Importantly, not all audits are equally comparable; an accounting audit is not a the same as a comprehensive review of all investment activities over the last six years to see whether appropriate risks were taken and whether the benchmarks reflected the beta, leverage, liquidity and other risks of the underlying investment activities.
This is the biggest beef I've got with this sham "Special Examination". A lot of hard questions regarding investments, reporting, human resources, etc. were never asked or answered. What sort of questions? Questions that I once outlined in detail in a previous comment. Let me make it even simpler:

  • Are the investment managers gaming their benchmarks, especially in alternatives, to maximize their bonuses?;
  • Does PSP have comprehensive operational, investment, and fraud policies to ensure assets are protected at all times and decisions are taken in the best interest of all stakeholders, including taxpayers?
  • What was the turnover rate at the "Corporation" over the last six years? Were there key departures at senior levels? If so, why? Where did these individuals end up and what is the relationship between their current employer and PSP?
  • Specifically, are any of PSP's former senior officers now working for a fund that they invested with while working at PSP? If so, why and what are the terms governing this activity?
  • Does PSP respect employment equity laws? If so, what percentage of their employees fall under recognized minority groups, including persons with disabilities? Do they have comprehensive whistleblowing policies to protect against fraud and mismanagement? have they violated any employee's rights over the last six years and if so, what remedial actions will they take? Do they continue to harass and intimidate former employees? If so, why and who is paying the tab?
  • Does the Head of Risk (operational and investment) report directly to the board or to the CFO oe CEO? If not directly to the board, why not?
  • Is PSP reporting its activities to all stakeholders, including the public, on a timely basis? If not, why not?
  • Have certified fraud examiners (CFEs) performed an independent fraud audit on the Corporation? If not, why not?

Special Exams on Crown corporations are important. They are performed once every six years. Even though PSP falls under some sections of the Financial Administration Act, it doesn't report a tenth of what other Crown corporations report.

At the end of the day, the biggest risk pension funds face is governance risk. Not inflation, not deflation, not interest rates, but governance! I can't stress that enough and that's why this Special Examination disappointed me (not really surprised, too political).
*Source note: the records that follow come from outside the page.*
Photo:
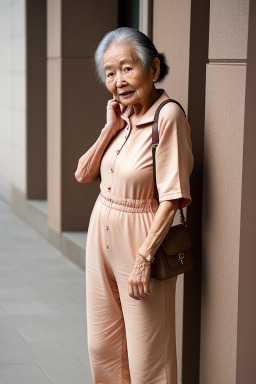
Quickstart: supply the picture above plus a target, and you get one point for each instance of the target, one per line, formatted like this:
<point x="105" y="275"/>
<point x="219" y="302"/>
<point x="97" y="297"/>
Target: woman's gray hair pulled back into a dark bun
<point x="144" y="47"/>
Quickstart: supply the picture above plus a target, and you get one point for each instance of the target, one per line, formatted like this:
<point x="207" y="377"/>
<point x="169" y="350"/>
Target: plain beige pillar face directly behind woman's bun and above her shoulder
<point x="171" y="35"/>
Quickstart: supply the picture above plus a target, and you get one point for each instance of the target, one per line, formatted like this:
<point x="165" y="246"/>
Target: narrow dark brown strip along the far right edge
<point x="246" y="335"/>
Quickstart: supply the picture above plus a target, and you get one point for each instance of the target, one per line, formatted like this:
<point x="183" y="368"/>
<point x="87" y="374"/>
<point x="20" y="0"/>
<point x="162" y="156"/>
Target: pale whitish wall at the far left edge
<point x="12" y="93"/>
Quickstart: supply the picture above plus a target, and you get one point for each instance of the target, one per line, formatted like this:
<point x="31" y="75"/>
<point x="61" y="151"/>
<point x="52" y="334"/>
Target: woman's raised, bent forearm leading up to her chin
<point x="88" y="168"/>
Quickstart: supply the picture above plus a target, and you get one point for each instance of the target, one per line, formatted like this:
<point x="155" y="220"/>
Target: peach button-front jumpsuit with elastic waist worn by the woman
<point x="128" y="339"/>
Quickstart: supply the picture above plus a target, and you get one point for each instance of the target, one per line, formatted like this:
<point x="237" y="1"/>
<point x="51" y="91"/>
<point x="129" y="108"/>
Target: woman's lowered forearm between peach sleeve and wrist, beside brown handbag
<point x="159" y="228"/>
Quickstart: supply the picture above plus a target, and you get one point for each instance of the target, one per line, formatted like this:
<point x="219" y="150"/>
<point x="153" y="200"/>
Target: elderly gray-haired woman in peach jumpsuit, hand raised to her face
<point x="130" y="315"/>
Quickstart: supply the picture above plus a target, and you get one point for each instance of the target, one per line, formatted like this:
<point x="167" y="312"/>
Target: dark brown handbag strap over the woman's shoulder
<point x="155" y="141"/>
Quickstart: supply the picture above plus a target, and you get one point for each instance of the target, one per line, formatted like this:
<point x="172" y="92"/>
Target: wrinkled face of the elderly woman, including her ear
<point x="124" y="73"/>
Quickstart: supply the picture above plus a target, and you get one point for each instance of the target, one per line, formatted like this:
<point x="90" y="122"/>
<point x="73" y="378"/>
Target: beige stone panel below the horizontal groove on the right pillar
<point x="225" y="98"/>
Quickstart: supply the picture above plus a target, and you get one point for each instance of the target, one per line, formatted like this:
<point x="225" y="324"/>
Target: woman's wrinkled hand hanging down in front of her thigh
<point x="138" y="281"/>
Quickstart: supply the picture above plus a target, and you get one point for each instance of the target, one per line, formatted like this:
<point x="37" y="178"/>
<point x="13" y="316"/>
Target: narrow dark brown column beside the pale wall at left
<point x="36" y="184"/>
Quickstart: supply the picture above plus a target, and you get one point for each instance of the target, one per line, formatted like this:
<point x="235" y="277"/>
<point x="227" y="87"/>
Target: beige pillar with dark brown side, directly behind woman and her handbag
<point x="186" y="48"/>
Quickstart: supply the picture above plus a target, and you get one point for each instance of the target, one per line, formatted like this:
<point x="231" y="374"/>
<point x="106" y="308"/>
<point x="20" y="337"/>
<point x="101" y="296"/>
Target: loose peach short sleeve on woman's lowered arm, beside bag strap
<point x="174" y="157"/>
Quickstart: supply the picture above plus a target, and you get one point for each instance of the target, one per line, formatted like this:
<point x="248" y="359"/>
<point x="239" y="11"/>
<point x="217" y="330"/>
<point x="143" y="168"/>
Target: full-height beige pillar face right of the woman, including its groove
<point x="224" y="233"/>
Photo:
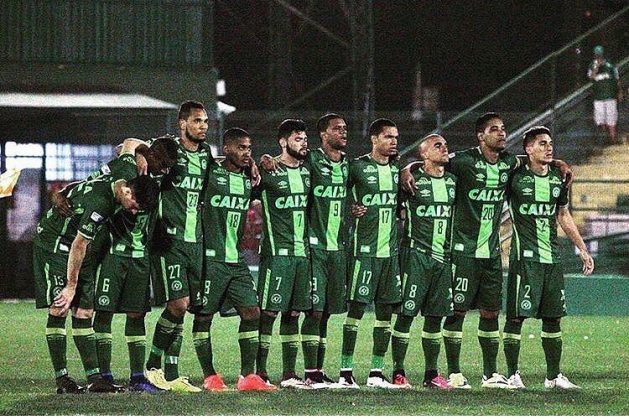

I can't believe Canadian taxpayers are funding such "sham" reports that are just polished smoke and mirrors. The Auditor General of Canada should be ashamed for producing such a superficial report which looks good but really doesn't address any of the important governance gaps that impact PSP Investments' activities. When it comes to governance, Canadian funds are among the best int he world, but we have a lot more work ahead of us to bolster our public pension funds.